You may hate him for his hairstyle or his supermodel wife, but Brady’s an all-time great and there’s no doubt about it. As a sixth round pick with the 199th selection in the 2000 NFL Draft, Brady has played with a chip on his shoulder for his entire career. After a wicked rib shot dropped Drew Bledsoe and sent Brady into the starting lineup, all he’s done is win and set records.
As of the 2016 season, Brady’s won five Super Bowl titles, two MVP awards, and the Comeback Player of the Year award after returning from a potential career-ending injury. His 2007 season was one of the best ever, with 4,806 yards and a then-record 50 touchdowns, and he has been to the Pro Bowl 11 times. Brady’s been involved in some of the most exciting Super Bowl games of all time, on the winning side—against the Rams in 2002 and the Panthers in 2004—and the losing side—against the Giants in 2007 and the Giants again in 2012.

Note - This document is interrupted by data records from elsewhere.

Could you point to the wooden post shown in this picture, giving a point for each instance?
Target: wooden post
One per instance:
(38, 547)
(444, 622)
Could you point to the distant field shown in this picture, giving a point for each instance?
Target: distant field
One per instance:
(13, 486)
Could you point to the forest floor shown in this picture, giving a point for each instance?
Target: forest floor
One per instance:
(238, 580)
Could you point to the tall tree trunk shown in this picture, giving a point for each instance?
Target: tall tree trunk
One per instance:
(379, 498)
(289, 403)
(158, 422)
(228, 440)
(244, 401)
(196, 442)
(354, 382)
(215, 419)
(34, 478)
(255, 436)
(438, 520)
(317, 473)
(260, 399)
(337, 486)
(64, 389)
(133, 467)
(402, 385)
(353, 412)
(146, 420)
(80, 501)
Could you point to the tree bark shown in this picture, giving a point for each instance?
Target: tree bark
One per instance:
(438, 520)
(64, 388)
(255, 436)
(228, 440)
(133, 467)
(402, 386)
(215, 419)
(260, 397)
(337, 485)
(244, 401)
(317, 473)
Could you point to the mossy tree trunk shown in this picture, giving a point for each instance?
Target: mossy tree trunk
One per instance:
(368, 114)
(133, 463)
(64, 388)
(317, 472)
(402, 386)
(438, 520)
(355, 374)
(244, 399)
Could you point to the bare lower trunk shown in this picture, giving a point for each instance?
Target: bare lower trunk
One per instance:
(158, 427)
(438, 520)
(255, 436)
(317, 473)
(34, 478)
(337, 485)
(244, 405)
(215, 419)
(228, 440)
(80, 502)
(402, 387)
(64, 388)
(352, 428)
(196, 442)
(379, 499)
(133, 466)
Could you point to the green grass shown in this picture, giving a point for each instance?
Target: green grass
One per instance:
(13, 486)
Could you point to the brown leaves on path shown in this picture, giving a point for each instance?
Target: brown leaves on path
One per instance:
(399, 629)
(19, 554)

Brady cemented his legacy and put together an argument that he’s the best of all time following his performance in Super Bowl LI: Brady went 43-of-62 for 466 yards and two touchdowns, orchestrating the greatest comeback in NFL championship history. Down 28-3, the Patriots scored 31 straight unanswered points to win the Super Bowl. The ring was the fifth for Brady and he added another Super Bowl MVP trophy as well. After “deflategate” and his four-game suspension, Brady couldn't write a better championship ending than that.